Under the Moon - in the sublunar zone - all was composed of the four elements: earth, air, water and fire. Here mutability and transition reigned: seasons shifted, plants grew, bloomed and withered, people were born and died, balls fell heavily to the ground if they were dropped from towers. Beyond the Moon, however, quite different natural laws applied. Everything there was made up of one single element - ether or quintessence. This had no weight (otherwise everything would have fallen down on to the immobile Earth, the centre of the universe), and the only change or movement that took place there was the "natural motion" of the spheres, in perfect circles around the Earth. By contrast, all natural movement below the Moon is straight, as a ball falls, or raindrops fall from the clouds.

It is clear that this notion had profound theological implications. Eternal perfection reigned in the heavens; earthly existence was, on the other hand, characterised by temporal frailty and change.

So by definition a "new star" could not be a star at all - as in that case a change must have occurred in the heavenly sphere where the fixed stars belonged. The nova must be some kind of natural phenomenon in the space between the Earth's surface and the Moon - in the same category as the northern lights, or the clouds for that matter.

If Galileo and Kepler were to be believed, Aristotle had made an elementary mistake on this point as well: heaven was not perfect and immutable. If the new star was not a direct argument in favour of Copernicus, it certainly put another question mark against accepted wisdom.

For Galileo, perhaps the most important result of the nova was that he had to apply himself seriously to astronomy, a corner of the "curriculum" he had not studied in depth up to that point. But he was certainly aware that the parallax question could also be turned into a serious argument against the Copernican theory of the Sun in the centre and the Earth in orbit, presumably the best scientific argument the Church and the defenders of tradition had.

If the Earth really orbits the Sun, said the sceptics, it must move an enormous distance in the course of the year. So, if we observe a star in the spring, and make the same observation in the autumn, the Earth will, in the meantime, have moved through space to a point diametrically opposite on its orbit, a distance many, many times greater than any we can measure on the Earth's surface. So why can we still not measure any parallax for that star? ("The greater the distance between the observations, the greater the angle.")

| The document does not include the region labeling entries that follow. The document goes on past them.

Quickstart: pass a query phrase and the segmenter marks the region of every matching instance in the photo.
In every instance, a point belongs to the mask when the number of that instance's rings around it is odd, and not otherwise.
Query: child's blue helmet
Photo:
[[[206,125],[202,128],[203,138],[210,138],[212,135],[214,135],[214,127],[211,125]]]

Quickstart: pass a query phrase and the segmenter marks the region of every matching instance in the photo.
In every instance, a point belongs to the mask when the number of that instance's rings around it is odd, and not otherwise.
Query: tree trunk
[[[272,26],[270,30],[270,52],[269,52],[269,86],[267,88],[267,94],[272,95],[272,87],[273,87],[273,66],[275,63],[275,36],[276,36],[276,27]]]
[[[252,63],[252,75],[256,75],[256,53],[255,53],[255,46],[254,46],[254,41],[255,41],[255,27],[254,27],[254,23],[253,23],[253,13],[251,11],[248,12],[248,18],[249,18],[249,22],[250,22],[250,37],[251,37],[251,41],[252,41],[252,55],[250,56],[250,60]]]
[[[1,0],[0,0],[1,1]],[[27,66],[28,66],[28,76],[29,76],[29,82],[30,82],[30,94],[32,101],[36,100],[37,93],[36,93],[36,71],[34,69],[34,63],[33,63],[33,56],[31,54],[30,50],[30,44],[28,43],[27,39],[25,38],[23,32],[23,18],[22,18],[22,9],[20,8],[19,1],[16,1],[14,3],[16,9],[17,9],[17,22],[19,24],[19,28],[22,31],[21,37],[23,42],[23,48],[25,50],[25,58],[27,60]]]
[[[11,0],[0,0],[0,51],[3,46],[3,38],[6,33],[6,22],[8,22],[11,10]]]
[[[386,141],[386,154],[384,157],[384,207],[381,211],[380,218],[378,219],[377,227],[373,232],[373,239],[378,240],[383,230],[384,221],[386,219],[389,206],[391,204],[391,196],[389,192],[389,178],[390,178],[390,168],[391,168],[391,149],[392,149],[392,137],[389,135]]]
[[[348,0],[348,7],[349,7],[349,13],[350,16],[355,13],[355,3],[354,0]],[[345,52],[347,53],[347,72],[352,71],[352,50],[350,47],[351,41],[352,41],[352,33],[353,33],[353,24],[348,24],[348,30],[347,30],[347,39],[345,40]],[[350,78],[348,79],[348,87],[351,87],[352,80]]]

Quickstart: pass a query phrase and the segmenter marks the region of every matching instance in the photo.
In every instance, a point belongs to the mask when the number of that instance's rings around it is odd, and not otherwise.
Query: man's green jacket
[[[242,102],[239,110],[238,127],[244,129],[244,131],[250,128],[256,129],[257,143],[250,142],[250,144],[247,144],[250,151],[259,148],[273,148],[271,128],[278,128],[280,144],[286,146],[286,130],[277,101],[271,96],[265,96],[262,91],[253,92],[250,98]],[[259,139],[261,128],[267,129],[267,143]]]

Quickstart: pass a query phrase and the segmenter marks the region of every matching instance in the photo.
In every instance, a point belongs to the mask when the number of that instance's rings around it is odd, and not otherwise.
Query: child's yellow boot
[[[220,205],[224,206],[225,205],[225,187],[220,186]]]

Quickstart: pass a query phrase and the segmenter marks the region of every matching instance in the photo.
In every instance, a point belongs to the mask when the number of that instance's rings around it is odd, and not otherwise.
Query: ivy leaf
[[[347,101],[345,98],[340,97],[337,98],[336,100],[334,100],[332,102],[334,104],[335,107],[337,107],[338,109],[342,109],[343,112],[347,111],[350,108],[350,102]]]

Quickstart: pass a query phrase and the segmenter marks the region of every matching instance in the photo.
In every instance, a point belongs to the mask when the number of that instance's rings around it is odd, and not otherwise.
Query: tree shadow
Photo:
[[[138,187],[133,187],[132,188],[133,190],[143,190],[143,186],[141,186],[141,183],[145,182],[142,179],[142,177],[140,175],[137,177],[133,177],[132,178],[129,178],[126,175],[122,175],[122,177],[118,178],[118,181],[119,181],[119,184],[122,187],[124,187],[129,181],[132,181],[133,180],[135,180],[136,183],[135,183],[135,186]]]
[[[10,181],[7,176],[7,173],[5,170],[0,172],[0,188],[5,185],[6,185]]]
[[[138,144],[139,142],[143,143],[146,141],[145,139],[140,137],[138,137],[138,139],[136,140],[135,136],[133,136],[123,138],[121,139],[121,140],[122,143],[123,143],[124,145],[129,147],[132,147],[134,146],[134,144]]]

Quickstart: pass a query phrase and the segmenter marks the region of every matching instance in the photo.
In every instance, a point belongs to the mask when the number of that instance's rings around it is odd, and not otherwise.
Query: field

Copernicus had himself answered this objection. The parallax is there, but because the stars are so very far away, even in comparison to the Earth's orbit round the Sun, it is almost unmeasurably small. But this undeniably had the incontrovertible feel of the ad hoc argument. Anything can be proved if one can postulate data at random. (The argument was in fact right, but stellar parallax was first measured two centuries later, in 1838.)